Big Tobacco is completely aware of the carcinogenic and addictive properties of cigarettes and deliberately manipulates their products to make them more addictive.
Biochemist Jeffrey Wigand worked at Johnson & Johnson, Pfizer and other health care companies until accepting a position as head of the research department at Tobacco giant Brown & Williamson. Under the lure of designing a safer cigarette, Wigand accepted the cushy $300k a year post. From the get go, B&W’s legal team imposed severe restrictions on Dr. Wigand’s newly-formed team. For instance, they were forbidden from using the words “safer” or “less hazardous” in writing. The company line was that cigarettes were not addictive and not health-threatening.
Inside the industry, it was widely known that cigarette were nothing more than a “delivery device for Nicotine”. The more potent the Nicotine, the quicker the addict could get his fix. They called this “impact boosting“.
Realizing that his dream of developing a safer cigarette would never pan out, Dr. Wigand moved on to trying to reduce the negative effect of chemicals used in the manufacturing of cigarettes. He discovered that B&W still used Coumarin, despite its links with lung Cancer being proven. After pointing out that it would save between 800 to 1000 lives a year and trying to get it removed from the product line, he was once again unsuccessful and eventually fired.
Despite a binding non-disclosure agreement, Dr. Wigand chose to testify in court and to record the now famous 60 Minutes interview with Mike Wallace exposing to the world the hidden secrets of Big Tobacco.
Wigand not only revealed that, despite repetitive denials of the negative effect of smoking, Big Tobacco CEOs and other executives were fully aware that cigarettes were addictive and caused Cancer.

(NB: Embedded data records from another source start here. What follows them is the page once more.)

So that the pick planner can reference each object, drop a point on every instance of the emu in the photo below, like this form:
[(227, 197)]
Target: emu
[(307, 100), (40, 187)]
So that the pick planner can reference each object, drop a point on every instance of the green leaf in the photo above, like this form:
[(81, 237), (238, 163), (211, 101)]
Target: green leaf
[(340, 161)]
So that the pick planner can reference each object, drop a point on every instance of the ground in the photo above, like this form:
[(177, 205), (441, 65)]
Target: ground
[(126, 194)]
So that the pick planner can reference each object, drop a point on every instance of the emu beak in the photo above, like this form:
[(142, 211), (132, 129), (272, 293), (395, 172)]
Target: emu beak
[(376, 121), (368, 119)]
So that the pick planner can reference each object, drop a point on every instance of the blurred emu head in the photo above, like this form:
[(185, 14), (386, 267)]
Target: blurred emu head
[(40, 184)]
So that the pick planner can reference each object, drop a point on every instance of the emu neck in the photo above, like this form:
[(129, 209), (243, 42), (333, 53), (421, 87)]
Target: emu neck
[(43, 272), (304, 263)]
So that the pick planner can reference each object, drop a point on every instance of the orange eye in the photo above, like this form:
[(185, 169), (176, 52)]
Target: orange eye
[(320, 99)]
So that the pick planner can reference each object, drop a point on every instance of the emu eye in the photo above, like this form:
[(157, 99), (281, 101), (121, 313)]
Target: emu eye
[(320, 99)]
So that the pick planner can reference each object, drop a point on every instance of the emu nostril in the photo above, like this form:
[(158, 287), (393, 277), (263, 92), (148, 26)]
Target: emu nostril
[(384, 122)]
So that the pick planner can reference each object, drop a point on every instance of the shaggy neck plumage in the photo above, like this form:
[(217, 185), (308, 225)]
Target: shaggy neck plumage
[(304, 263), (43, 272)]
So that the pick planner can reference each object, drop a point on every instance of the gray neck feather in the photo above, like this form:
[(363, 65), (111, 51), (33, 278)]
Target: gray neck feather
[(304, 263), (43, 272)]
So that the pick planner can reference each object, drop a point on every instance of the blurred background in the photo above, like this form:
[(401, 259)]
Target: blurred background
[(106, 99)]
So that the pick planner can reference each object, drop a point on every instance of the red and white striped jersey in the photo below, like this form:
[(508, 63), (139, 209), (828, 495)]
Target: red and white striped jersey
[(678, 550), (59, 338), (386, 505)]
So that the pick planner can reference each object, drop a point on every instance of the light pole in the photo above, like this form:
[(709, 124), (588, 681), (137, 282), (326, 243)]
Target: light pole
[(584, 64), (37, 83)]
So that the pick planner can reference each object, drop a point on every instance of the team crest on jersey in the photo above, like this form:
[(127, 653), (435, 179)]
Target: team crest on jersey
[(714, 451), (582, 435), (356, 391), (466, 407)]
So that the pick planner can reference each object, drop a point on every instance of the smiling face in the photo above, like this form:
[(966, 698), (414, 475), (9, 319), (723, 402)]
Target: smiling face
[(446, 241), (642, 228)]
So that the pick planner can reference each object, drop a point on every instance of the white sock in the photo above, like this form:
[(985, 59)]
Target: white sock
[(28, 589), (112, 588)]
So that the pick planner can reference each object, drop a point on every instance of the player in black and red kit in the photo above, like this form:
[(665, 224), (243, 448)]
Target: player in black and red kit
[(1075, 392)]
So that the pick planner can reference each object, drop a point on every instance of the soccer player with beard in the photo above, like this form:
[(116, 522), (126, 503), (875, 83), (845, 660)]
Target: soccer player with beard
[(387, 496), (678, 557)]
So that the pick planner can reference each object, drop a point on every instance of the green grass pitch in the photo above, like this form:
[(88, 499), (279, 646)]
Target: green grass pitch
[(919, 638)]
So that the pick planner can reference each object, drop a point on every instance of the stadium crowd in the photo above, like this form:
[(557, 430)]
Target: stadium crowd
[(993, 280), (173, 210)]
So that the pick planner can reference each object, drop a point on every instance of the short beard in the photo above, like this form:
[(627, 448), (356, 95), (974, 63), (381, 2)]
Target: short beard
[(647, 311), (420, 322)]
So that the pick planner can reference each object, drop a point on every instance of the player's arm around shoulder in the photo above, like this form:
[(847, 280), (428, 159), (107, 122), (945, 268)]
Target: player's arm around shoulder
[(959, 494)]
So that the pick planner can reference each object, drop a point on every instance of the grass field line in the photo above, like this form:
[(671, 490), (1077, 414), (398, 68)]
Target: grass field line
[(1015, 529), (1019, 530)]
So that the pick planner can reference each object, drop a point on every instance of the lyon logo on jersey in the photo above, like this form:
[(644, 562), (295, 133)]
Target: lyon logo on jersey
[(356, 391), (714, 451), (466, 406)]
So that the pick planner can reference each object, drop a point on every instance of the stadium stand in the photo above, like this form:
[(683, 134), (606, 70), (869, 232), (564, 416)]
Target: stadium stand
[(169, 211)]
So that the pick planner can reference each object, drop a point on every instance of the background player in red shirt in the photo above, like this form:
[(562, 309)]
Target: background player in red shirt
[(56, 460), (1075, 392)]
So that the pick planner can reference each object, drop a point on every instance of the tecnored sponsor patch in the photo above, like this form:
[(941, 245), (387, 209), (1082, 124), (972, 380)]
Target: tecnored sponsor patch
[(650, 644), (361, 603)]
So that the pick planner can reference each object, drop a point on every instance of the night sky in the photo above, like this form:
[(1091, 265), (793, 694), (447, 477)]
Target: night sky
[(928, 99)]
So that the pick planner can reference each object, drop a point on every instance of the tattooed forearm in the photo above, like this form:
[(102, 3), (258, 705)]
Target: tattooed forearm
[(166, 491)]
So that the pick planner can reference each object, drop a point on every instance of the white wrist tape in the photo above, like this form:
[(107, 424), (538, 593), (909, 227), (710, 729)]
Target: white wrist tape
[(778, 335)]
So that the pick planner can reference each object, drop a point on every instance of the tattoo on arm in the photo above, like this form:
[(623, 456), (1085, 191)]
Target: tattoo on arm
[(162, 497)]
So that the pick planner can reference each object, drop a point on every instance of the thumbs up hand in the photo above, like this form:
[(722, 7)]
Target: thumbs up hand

It had been common knowledge within the industry since the 1950s. He also explained how Big Tobacco deliberately manipulates, adjusts, and enhances the effect of Nicotine in order to make it more addictive.
Wigand received numerous death threats and CBS (producers of 60 Minutes) provided armed security for Jeffrey and his family. Brown & Williamson used legal bullying tactics to pressure CBS into not airing the program, but after the story broke in the Wall Street Journal, CBS aired the segment.
The story eventually led to 46 states winning a $368 billion settlement in damages against the tobacco industry.
Whistleblower Protection Hearing: Jeffrey Wigand Testimony
60 Minutes: Jeffrey Wigand – Original 60 minutes interview
60 Minutes interview transcript
Brown & Williamson merged with R.J. Reynolds in 2004 to form Reynolds American Inc, the United States’ 2nd largest tobacco company.